The modes of NRF2 regulation during the multistep development of cancer determine its functional outcome and influence the therapeutic intervention that could be used. Controlled activation of NRF2 in normal cells via the canonical mechanism prevents cancer initiation and is suitable for cancer chemoprevention strategies. Prolonged (non-canonical) or constitutive (loss of regulatory mechanisms) activation of NRF2 participates in cancer promotion, progression, and metastasis. This dark side can be antagonized by inhibition of NRF2.

Figure 4. NRF2 in the hallmarks of cancer

NRF2 has direct and indirect roles that promote (green dotted lines) or block (red dotted lines) the emergence of the hallmarks of cancer.

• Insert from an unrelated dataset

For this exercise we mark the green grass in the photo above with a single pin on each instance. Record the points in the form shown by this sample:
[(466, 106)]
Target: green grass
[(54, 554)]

Figure 5. Metabolic pathways regulated by NRF2 target genes

NRF2 positively (green) or negatively (red) regulates the expression of enzymes involved in numerous interrelated metabolic pathways. Enzyme abbreviations: ACC1, acetyl-CoA carboxylase 1; ACL, ATP-citrate lyase; CPT, carnitine plamitoyltransferase 1 and 2; ELOVL, fatty acid elongase; FADS, fatty acid desaturase; FASN, fatty acid synthase; G6PD, glucose-6-phosphate dehydrogenase; GCLC, glutamate-cysteine ligase, catalytic subunit; GCLM, glutamate-cysteine ligase, modifier subunit; GLS, glutaminase; GS, glutathione synthetase; IDH1, isocitrate dehydrogenase 1; ME1, malic enzyme 1; MTFHD2, methylenetetrahydrofolate dehydrogenase 2; PGD, 6-phosphogluconate dehydrogenase; PHGDH, phosphoglycerate dehydrogenase; PPAT, phosphoribosyl pyrophosphate amidotransferase; PSAT1, phosphoserine aminotransferase; PSPH, phosphoserine phosphatase; SCD1, stearoyl CoA desaturase; SHMT, serine hydroxymethyltransferase 1 and 2; TALDO, transaldolase; TKT, transketolase; TXN, thioredoxin; UCP3, uncoupling protein 3; xCT, glutamate/cystine antiporter. Metabolite abbreviations. Glycolysis: G6P, glucose-6-phosphate; F6P, fructose-6-phosphate; F1,6BP, fructose-1,6-bisphosphate; GA3P, glyceraldehyde-3-phosphate; 3PG, 3-phosphoglycerate; PEP, phosphoenol pyruvate. Pentose Phosphate Pathway: 6PGL, 6-phosphoglucono-δ-lactone; 6PG, 6-phosphogluconate. Purine synthesis: PRPP, 5-phospho-D-ribosyl-1-pyrophosphate; IMP, inosine monophosphate. Ser/Gly Synthesis: 3PHP, 3-phosphohydroxypyruvate; 3PSer, 3-phosphoserine; THF, tetrahydrofolate; MTHF, methylenetetrahydrofolate; 5,10-FTHF, 5,10-methenyl-tetrahydrofolate. β-Oxidation: Acyl-CoA, acyl-coenzyme A; Ac-CoA, acetyl-coenzyme A. Fatty Acid Synthesis: FA, fatty acid. Glutathione Synthesis: GSH, glutathione, reduced.